The very same people our VOY heroes say didn't have holodecks were
shown using one decades before either the in-universe timepoint or the real-world airdate. If the VOY heroes are off by decades, then one more makes no difference.
IOW, DSC exists in the same universe as TAS, even if VOY doesn't. Or then the characters spoke in error, which is less interesting than alternate universes but just possibly more likely.
Remember, a few months ago the party line was "Discovery holograms weren;t solid"
Uh, why would they not be? TAS had solid ones.
despite Sarek leaning on a bench in the first episode.
Which would be mildly interesting were it a holo-bench, perhaps. Instead, we see a grainy, jiggly image sit down on something at his end of the transmission, and the machinery poorly matches the movement to the surroundings of the receiving end, violently flipping the image and adjusting its height to try and preserve the illusion.

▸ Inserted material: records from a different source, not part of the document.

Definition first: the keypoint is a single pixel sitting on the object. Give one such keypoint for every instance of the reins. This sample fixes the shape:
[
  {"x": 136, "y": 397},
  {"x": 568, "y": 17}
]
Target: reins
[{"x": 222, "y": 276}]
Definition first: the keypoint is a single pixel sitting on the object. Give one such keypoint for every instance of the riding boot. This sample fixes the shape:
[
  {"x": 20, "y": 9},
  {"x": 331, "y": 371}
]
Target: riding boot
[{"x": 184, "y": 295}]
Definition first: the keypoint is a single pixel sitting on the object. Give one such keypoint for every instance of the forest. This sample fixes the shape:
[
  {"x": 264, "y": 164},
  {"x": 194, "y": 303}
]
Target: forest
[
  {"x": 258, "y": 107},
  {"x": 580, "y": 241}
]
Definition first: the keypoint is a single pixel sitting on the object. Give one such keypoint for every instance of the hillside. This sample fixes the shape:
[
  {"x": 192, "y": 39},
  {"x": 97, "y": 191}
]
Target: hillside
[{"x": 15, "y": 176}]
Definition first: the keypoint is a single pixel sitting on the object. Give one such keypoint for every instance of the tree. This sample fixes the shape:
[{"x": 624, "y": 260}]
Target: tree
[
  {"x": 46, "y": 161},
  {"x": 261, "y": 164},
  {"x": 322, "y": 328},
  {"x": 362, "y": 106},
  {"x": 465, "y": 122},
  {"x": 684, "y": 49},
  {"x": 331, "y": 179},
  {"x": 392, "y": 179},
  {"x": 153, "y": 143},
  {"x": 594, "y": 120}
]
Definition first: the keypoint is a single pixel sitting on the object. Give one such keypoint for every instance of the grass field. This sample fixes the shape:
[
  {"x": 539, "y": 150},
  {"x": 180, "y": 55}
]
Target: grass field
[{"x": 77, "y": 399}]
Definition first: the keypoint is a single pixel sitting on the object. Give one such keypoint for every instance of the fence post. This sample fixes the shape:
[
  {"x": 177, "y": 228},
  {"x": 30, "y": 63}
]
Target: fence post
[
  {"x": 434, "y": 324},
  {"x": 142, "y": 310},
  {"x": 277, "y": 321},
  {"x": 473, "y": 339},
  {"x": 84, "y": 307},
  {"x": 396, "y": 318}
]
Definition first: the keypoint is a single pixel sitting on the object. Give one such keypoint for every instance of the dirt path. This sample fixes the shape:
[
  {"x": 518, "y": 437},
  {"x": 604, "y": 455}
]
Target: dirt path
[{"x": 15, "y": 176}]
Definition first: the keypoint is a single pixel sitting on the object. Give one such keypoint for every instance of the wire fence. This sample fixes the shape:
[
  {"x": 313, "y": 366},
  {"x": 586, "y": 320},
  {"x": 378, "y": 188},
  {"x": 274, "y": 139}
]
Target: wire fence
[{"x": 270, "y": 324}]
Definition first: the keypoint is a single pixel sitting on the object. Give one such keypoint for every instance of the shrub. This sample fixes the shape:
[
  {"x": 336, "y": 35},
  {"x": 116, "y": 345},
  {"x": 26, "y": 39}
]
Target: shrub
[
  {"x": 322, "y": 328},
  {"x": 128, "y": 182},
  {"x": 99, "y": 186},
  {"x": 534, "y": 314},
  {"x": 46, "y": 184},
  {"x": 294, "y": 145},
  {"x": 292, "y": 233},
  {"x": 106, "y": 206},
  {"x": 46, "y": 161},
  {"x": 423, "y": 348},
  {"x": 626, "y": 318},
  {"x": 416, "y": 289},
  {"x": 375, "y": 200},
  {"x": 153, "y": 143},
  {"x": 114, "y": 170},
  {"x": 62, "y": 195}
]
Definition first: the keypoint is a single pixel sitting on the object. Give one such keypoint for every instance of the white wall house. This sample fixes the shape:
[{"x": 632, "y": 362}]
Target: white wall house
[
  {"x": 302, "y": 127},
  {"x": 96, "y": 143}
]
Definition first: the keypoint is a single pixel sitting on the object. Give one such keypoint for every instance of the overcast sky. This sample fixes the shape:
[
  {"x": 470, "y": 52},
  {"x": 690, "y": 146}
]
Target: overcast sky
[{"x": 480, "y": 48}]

If anything, this is a good argument for holocomms being a "new" thing in DS9. The DSC heroes have picture-perfect holography. Their holocomms are crap. Apparently, it takes a century to improve upon them so that they finally match user expectations!
Now we have irrefutable proof they're solid from "Calypso".
Where's the problem with that? "Calypso" comes long after TNG...
It's all beside the point anyway. Nice, solid holography isn't forbidden in the 2250s. Or the 2160s, for that matter. The only time it impresses a Starfleet character is in "Unexpected", back in 2151; on all occasions thereafter, it's expected instead.
Furthermore, nice, solid holography is
required in the late 2260s. Why not have a proper head start, considering nobody suggested the tech would be new in "The Practical Joker"?
Actually we know that Picard commanded an unnamed ship between Enterprise and Stargazer. It's when he first met Tasha Yar.
Not very likely. After all, the phrase also credits Yar with a ship. Surely this lowly underling wasn't the captain of her vessel? Which means Picard need not have been the captain of his.